Conclusion and implications

This study showed a variable course of NPS in institutionalized patients with YOD with high overall prevalence, persistence and severity showing in apathy and hyperactive symptoms.

The amount of NPS and the higher persistence indicates the necessity of specialised care units with a focus on detection and treatment of NPS. These should focus on apathy and hyperactive symptoms as they are most prevalent.

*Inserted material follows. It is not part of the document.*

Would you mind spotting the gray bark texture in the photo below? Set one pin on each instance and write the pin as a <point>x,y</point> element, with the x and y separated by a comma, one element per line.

This is the first study describing the course of NPS in patients with YOD in nursing homes. Future research should be done to analyse the course of NPS in different etiologies of dementia. Also psychotropic drug-use and their influence on the course of NPS in patients with YOD needs further attention to specify if the variable course might be influenced by starting or discontinuation of psychotropic drugs. This could benefit psycho-education and more fitting interventions for caregivers and patients.

Acknowledgements

We are grateful for the cooperation of the residents and staff of the participating nursing homes and H. Bor for his contributions to the statistical analysis.

Disclosure statement

No potential conflict of interest was reported by the authors.

Appendix

Frequency parameters (%) of NPI symptoms (FxS >4) of the intervals between each assessment, calculated with residents alive at the next assessment.

Table

	First interval			Second interval			Third interval			Fourth interval
	res	per	inc	res	per	inc	res	per	inc	res	per	inc
NPI-NH
Delusions	87.5	12.5	4.5	50	50	6.6	75	25	2	50	50	0
Hallucinations	0	100	1.4	50	50	8.1	75	25	0	100	0	2.1
Agitation	64	36	16	42.9	57.1	17.6	36.4	63.6	27.3	50	50	18.8
Depression	46.2	53.8	12.9	54.5	45.5	14.1	37.5	62.5	6.4	100	0	11.6
Anxiety	57.1	42.9	13.2	57.1	42.9	7.3	60	40	8	100	0	2.3
Euphoria	40	60	1.4	50	50	6.6	83.3	16.7	8.2	80	20	4.4
Apathy	11.6	88.4	53.1	15.2	84.8	15.8	6.2	93.8	47.8	43.2	56.8	7.7
Disinhibition	43.7	56.3	15.3	44.4	55.6	8.5	50	50	20	61.5	38.5	16.2
Irritability	46.2	53.8	18.4	35	65	20	58.8	41.2	28.9	66.7	33.3	21.9
Aberrant motor behaviour	14.3	85.7	29.6	51.8	48.1	5.3	11.1	88.9	26.1	50	50	3.1
Nighttime behaviour	25	75	7	60	40	15	77.8	22.2	4.3	100	0	4.3
Eating change	31.6	68.4	19.6	20	80	28.9	39.1	60.9	18.8	52.9	47.1	15.2
Cluster hyperactivity	19.1	80.9	17.3	38.1	61.9	9.2	29.2	70.8	30.9	37.5	62.5	12
Cluster psychosis	75	25	5.3	33.3	66.7	7.7	85.7	14.3	1.8	50	50	2
Cluster mood	41.2	58.8	16	52.9	47.1	13.8	45.5	54.6	10.9	100	0	12
Any symptom	1.5	98.5	66.7	11.3	88.7	66.7	4.3	95.7	87.5	14.9	85.1	33.3

inc, incidence, the proportion of residents who developed a specific symptom at one assessment but had no symptoms in the preceding assessment; NPI, neuropsychiatric inventory; per, persistence, the proportion of residents who had a symptom at two successive assessments; res, resolution, the proportion of residents who showed a specific symptom at one assessment but not at the next assessment.